In market research people will be asked whether perfume reminds them of a glamourous cultivated lady, a successful career woman or a fresh and sensitive young girl, so the perfume houses can have a clearer idea of people's perception of the 'character' of any particular perfume, so they can market them accordingly.

As part of the drive to know the market, the fragrance house H&R (Harmann & Reimer) in conjunction with the Research institute for Applied esthetics of Freiburg, Germany, have adapted the Luscher colour-test to identify personality types which, in turn, can be linked to particular fragrances.

According to their system, there are seven groups of female fragrance  buyers, classified as A-G : extroverted, introverted, emotionally ambivalent, emotionally ambivalent with extroverted mood trend, emotionally ambivalent with introverted mood trend and emotionally stable with extroverted mood trend and emotionally stable with introverted mood trend.

Each of these personality groups is further defined. For example, The Group D personality is described as '...lively, cheerful and vivacious, yet easily injured. This group reacts spontaneously to its environment .....', and so on, and is designed with the 'fragrance need' floral, floral-fruity. Group A '....quickly impart life to a boring group...'; Group B '...would rather stay home than go to a boring party'; Group C...  'enjoy dreaming about things that cannot possibly ever come true...' and so on.

These are of course just glimpses of the much fuller description given to the personality types which are interesting because they are the links between colour preference and fragrance need, as far as this system of classification is concerned.

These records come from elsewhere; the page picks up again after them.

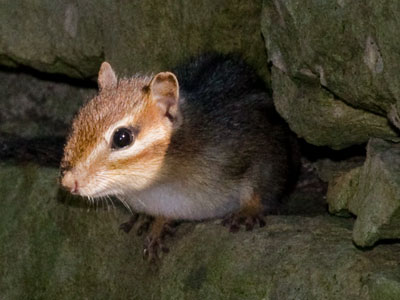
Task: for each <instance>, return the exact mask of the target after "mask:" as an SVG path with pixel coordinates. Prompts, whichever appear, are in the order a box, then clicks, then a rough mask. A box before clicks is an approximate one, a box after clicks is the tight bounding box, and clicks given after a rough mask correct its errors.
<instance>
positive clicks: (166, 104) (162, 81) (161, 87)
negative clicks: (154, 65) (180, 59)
mask: <svg viewBox="0 0 400 300" xmlns="http://www.w3.org/2000/svg"><path fill="white" fill-rule="evenodd" d="M149 92H150V97H151V98H152V99H153V101H154V102H155V103H156V104H157V105H158V106H159V108H160V109H161V112H162V113H163V114H164V115H165V116H167V117H168V118H170V119H171V120H174V119H176V118H177V117H178V113H179V109H178V102H179V83H178V79H177V78H176V76H175V75H174V74H173V73H171V72H161V73H158V74H157V75H155V76H154V77H153V79H152V80H151V82H150V85H149Z"/></svg>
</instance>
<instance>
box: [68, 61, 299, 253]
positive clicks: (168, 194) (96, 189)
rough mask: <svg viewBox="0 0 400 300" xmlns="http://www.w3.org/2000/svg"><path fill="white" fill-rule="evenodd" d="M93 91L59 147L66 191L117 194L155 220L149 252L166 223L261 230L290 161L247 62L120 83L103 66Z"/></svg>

Classifications are, of course, variable and dependent upon the requirements of particular groups. The fragrance industry needs to be able to tie in its product, which has a particular fragrance, with the marketing approach they need to make to achieve maximum returns on their considerable investment.

The Luscher colour test is itself used extensively by educational and behavioural psychologists to ascertain the personality traits so people can be encouraged to perform better in life, while 'colour imagers' have another attitude to colour - choosing clothes to suit the skin tone and hair colour of a particular woman  ( and ' colour therapists ' use colour light-filters projected onto their patients for healing, while mental colour therapists use colour projected from their minds to heal - which might sound strange until one considers the fact that all life is vibration - which colour is too).

The fragrance industry recognizes very well that people choose different perfumes for different activities, to complement the moods they may be in at any particular time.

Reference: The Fragrant MInd : V A Worwood.